Given the complexity of our new Metropolis dataset and the positive impact it might have on the community, the goal of this tutorial is to provide an introduction to the dataset, related benchmarking tools, and pre-trained models to facilitate experimentation by interested researchers and engineers.

Provided Course Material

The dataset is available for download at the Mapillary dataset page and the SDK for data handling and visualization examples is on github.

Tutorial Agenda

The tutorial will focus on four main topics: i) introducing Metropolis and its design philosophy, ii) describing the 3D data generation and alignment of different data modalities, the dataset's extent and annotation processes, iii) introducing the dataset SDK and how to access the different data modalities and annotations, and iv) describing select tasks and novel benchmarking concepts.

Introduction and Motivation(20min): Overview of the tutorial, the dataset's contents and general design philosophy.

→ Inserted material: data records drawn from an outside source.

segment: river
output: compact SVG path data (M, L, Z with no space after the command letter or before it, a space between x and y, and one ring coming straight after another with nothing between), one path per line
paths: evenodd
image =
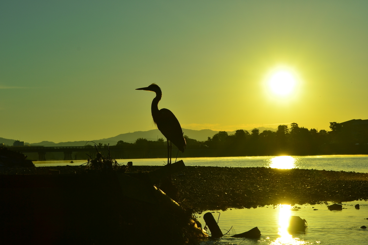
M276 168L301 168L319 170L368 172L368 155L325 155L305 156L237 156L182 158L188 166L215 166L229 167L266 167ZM166 158L117 159L120 163L132 162L133 165L160 166L166 164ZM173 161L174 161L173 159ZM81 165L85 160L44 161L33 162L36 167Z

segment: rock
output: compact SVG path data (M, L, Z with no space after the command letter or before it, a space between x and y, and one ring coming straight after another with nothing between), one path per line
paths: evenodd
M237 234L231 236L231 237L245 237L246 238L258 238L262 235L261 234L261 231L258 227L255 227L253 229L250 230L248 231L243 232L240 234Z
M291 232L304 231L307 228L307 221L298 216L290 216L288 230Z
M343 206L340 204L333 203L332 205L327 206L327 208L329 210L342 210Z

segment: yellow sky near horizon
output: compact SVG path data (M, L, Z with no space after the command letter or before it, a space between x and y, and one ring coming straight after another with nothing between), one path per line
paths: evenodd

Introductory explanation of data modalities and complementarity, camera and LiDAR model heterogeneity.
Dataset Creation Process (70min): Large-scale 3D data generation pipelines from panoramic image data leveraging semantic image segmentation. Alignment of reconstructed 3D models with multiple, complementary data modalities including street-level- and aerial-LiDAR scans, and CAD models. Integration of surveying grade ground control landmark points. Description of the annotation UI and developed tools for 2D/3D and cross-modal correspondence annotations. Fusion/registration of multiple modalities as part of the annotation process. Description of both, manual and machine generated annotation approaches.
Coffee Break (15min)
Dataset Usage (45min): In-depth description of the dataset's internal organization and data formats. Full walk-through of typical use cases, with focus on best practices.
CV Applications and Evaluation Metrics (45min): Description of current benchmarking tasks developed on top of Metropolis (e.g. 2D detection, 3D detection, tracking, single-image depth estimation). Overview of evaluation metrics, protocols, and uncertainty incorporation in benchmarking.
Facebook Research Award Recipient Announcements (5min)
Conclusions, Questions, and Feedback (10min): Tutorial summary, Feedback to organizers, feature requests for further dataset extensions.